2. Look for indications of comprehension such as looking at you, moving their body in a position closer to you, gestures, etc. For example, during mealtime as you are discussing  your day, your child repeats a phrase but moves closer towards you and adds a gesture.

3. Don’t ask too many questions. Try using fill in the blank prompts such as “At camp today, you played with _______”. When reading a book during mealtime, limit “wh” questions. Use fill in the blank or just wait for your child to comment but use a visual cue such as pointing at a picture and looking at your child for a responses.

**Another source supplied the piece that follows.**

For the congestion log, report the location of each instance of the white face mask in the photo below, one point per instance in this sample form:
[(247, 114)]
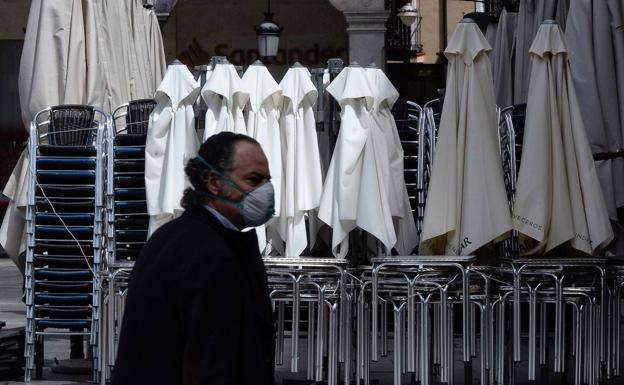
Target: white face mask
[(257, 205)]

4. Don’t teach scripted phrases which will increase echolalic speech (e.g. such as “May I have my dinner now?”). The author states “interventionists and partners should model carefully selected, individualized, age-appropriate, high frequency socially communicative utterances (e.g. “How was your day today?”).

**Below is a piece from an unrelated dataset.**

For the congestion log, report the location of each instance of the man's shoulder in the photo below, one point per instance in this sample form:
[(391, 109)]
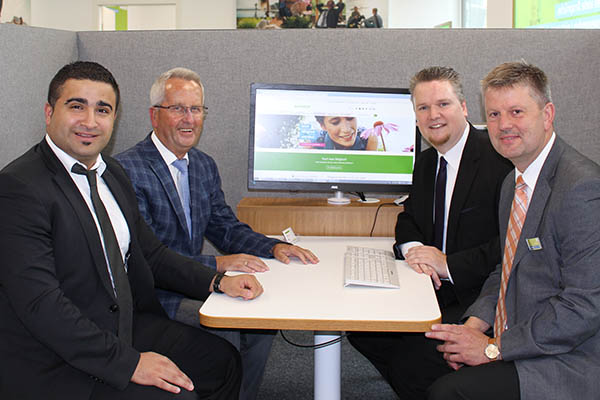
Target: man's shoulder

5. Search for patterns of echolalia that encourage social closeness with others such as “I love you”.

For more ideas on how to increase spontaneous speech, check out this post here.

Reference:

Stiegler, Lillian. “Examining the Echolalia Literature: Where Do Speech-Language Pathologists Stand?” Examining the Echolalia Literature: Where Do Speech-Language Pathologists Stand? American Journal of Speech Language Pathology, 10 July 2015. Web. 03 Aug. 2015. <http://ajslp.pubs.asha.org/article.aspx?articleid=2397394>.

 

Comments

  1. D Miller says:

    The article I read about echolalia ia very helpful. However, I have a difficult time finding information or resources that assists with my specific situation. My son is 13 and uses this form of language just as described in the article. His echolalia goes beyond this description unfortunately. He memorizes his favorite shows and reenact so them continuously. He even changes the inflection of his voice to mimic the characters. Although he will use specific scenes to reference a real life event or participate in a conversation, he mostly just uses this “playback speech” as a form of entertainment. This would not normally pose a problem but it continuos and never ceases. Being nonverbal he does not generally engage with others. I am certain that this form of echolalia and his repetitive reenactment of these shows is simply a substitute for real relationships. These characters are his friends. It saddens me, it frustrates me, but mostly I am at a loss. The LSP at his school does not understand where I’m coming from and has implied that I am a horrible uneducated mother because I want to reduce this behavior. Who wants their child’s only friends to be imaginary characters? We are working toward getting Dylan a communication board in hopes that he will have a new tool to express himself. If this is possible, my prayers are that he can begin to open up and engage others more frequently, while forming real bonds, just not imaginary ones. I can not get anyone to understand this however, and I am left feeling defeated and alone. what should I do? Have you heard of this behavior before? Am I wrong to want to redirect this behavior? Please help.